I have also added the Directional Movement Index (DMI), which looks at buying and selling pressures. The blue line indicates buying pressure, the red line indicates selling pressure and the orange line is the ADX, which indicates the strength or weakness of a trend.
As one can see, selling pressure has fallen as has the ADX line. This indicates selling pressure has receded in the most recent week. The Blue Line (buying pressure) has crossed over selling pressure, which is indicative of a move higher in price. This is all happening at a low level in the index which means volume and momentum are not confirming the higher move to the top of the range in price. This index has turned positive but at very low levels. Simply put this means this indicator should be watched but not used as a signal.
Looking at the short-term trend (May 4 price high of ~$241 USD) using Fibonacci retracements, the short-term price trend looks to have topped out at ~$241 USD which again happens to coincide with the 50 day EMA.
Short term $235 and $231 are both support areas which look likely to be tested. If these should break down $228, $225 and $221 come into play. The RSI and MACD are both showing that ~$241 looks like it was the top as they have both headed downward.
The ~210 area should provide support if price breaks below the targeted areas mentioned above.
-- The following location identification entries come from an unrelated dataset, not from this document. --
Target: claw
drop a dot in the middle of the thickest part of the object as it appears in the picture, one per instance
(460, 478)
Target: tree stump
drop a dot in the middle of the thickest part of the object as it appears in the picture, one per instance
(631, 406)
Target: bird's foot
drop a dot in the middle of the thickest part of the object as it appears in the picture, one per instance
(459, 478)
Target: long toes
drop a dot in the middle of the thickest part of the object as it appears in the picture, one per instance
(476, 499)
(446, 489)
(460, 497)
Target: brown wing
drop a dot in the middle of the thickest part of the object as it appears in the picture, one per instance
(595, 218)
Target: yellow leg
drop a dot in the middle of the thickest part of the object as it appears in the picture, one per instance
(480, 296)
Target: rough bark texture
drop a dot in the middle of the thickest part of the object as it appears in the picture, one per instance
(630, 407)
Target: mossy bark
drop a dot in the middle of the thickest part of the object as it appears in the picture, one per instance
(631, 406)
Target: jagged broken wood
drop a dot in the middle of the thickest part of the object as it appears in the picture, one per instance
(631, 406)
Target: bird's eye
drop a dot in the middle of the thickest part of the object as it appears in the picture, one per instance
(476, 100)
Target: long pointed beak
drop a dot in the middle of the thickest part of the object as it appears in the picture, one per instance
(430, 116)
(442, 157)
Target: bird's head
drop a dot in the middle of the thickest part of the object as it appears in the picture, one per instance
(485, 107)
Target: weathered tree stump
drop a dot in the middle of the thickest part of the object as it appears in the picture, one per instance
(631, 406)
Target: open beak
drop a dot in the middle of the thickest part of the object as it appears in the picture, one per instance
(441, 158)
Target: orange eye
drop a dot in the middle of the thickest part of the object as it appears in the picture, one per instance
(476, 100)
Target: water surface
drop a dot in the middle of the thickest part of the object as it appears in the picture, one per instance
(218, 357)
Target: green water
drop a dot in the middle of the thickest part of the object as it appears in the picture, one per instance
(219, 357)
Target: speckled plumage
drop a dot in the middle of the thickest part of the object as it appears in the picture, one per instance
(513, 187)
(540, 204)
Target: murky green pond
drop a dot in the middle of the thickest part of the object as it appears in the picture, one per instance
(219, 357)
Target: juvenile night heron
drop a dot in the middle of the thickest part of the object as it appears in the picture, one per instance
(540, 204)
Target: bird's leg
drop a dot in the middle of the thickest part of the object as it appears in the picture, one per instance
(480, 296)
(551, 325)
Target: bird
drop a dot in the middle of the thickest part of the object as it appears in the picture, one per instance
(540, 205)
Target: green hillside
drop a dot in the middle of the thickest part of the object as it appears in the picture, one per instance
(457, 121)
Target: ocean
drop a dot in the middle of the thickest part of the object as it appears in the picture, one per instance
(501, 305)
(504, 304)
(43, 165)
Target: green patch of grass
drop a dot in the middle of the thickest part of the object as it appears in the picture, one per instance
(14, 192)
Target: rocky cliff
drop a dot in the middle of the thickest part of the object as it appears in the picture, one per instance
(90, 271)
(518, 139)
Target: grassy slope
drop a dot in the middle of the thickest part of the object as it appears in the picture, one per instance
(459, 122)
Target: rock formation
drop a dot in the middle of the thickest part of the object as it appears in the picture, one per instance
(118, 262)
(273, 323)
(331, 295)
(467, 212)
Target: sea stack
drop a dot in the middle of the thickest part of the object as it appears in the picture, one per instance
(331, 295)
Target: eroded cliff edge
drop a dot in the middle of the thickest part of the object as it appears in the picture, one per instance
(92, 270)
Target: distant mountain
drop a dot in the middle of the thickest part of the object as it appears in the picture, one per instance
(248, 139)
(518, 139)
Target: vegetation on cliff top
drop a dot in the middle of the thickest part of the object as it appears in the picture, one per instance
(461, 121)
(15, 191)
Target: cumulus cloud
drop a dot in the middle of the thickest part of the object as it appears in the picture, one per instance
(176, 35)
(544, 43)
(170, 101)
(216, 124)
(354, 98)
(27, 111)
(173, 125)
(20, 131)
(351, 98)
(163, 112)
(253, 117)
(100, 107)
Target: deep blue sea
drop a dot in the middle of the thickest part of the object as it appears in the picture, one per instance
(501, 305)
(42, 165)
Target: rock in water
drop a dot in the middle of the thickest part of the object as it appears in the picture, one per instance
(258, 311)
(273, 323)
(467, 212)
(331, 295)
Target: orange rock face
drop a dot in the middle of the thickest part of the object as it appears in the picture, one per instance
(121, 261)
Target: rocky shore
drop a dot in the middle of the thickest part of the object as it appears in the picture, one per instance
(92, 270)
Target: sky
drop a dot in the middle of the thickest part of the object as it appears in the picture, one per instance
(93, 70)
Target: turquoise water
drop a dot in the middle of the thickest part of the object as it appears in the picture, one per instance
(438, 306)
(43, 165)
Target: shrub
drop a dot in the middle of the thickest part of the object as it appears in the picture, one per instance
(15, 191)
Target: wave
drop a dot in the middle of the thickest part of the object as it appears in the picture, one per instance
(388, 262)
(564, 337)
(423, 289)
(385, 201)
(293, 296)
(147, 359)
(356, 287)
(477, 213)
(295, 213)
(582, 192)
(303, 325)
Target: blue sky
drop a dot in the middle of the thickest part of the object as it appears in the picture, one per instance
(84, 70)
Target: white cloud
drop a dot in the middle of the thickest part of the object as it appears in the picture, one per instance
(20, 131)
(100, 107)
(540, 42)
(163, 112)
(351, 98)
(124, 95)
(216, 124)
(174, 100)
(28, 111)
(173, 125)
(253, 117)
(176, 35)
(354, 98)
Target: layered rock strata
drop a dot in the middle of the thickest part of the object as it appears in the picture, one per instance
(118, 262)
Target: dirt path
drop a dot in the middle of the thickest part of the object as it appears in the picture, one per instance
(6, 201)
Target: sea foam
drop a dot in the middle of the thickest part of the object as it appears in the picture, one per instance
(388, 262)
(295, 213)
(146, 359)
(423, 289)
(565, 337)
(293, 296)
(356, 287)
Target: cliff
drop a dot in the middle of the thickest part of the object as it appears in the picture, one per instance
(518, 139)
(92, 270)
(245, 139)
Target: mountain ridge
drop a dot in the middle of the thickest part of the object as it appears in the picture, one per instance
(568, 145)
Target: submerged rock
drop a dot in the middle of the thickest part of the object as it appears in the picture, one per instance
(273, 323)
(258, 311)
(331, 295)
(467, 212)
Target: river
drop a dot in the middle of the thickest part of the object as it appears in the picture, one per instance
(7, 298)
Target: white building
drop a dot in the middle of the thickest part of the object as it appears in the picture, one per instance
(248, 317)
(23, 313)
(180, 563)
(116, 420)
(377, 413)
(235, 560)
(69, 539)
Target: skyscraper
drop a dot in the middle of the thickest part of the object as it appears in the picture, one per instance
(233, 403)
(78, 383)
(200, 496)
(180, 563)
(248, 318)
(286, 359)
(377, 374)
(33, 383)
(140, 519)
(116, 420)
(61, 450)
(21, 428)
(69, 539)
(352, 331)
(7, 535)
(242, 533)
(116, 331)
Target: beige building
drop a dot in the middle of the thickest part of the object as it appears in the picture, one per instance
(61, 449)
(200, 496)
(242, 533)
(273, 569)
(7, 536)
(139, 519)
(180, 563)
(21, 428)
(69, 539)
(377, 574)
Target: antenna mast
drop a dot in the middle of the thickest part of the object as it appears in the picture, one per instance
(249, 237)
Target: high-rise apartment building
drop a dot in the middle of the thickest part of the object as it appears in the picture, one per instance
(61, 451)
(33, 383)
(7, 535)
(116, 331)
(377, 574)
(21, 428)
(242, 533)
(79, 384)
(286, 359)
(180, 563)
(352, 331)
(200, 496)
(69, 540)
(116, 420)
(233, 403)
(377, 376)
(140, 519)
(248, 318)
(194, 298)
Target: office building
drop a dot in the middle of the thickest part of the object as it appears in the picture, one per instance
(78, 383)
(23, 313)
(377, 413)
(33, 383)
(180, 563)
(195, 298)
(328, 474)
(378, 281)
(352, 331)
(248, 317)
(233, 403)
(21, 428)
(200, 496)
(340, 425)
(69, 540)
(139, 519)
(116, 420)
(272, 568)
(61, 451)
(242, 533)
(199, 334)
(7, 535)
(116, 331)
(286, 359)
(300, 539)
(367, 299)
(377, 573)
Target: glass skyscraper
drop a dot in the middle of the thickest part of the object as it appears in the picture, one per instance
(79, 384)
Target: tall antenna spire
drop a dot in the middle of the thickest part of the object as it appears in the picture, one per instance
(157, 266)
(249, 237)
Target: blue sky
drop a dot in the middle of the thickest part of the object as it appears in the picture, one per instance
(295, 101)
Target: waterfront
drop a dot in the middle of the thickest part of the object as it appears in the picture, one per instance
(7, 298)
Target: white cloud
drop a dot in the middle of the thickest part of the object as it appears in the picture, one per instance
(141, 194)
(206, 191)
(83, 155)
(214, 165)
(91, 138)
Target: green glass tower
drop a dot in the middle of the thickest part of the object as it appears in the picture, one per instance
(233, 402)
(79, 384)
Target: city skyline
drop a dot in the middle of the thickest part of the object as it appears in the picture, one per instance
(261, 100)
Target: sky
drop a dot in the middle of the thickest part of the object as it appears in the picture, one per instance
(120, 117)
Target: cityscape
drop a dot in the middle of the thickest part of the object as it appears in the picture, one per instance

The primary downtrend continues. While prices have moved higher, it appears to be the top of the range and most indicators are confirming this. Momentum and volume have not followed the price higher. The 50-day EMA looks to be fairly big resistance as the price has failed to stay above it. If the price does move higher, be suspicious. It still looks like there are lower levels to be tested. Every rally in price in recent months has been at lower levels and this is a concern as well. A retest of the ~$210 area looks like a real possibility.
Disclaimer: Articles regarding the potential movement in crypto-currency prices are not to be treated as trading advice. Neither CoinTelegraph nor the Author assumes responsibility for any trade losses as the final decision on trade execution lies with the reader. Always remember that only those in possession of the private keys are in control of the money.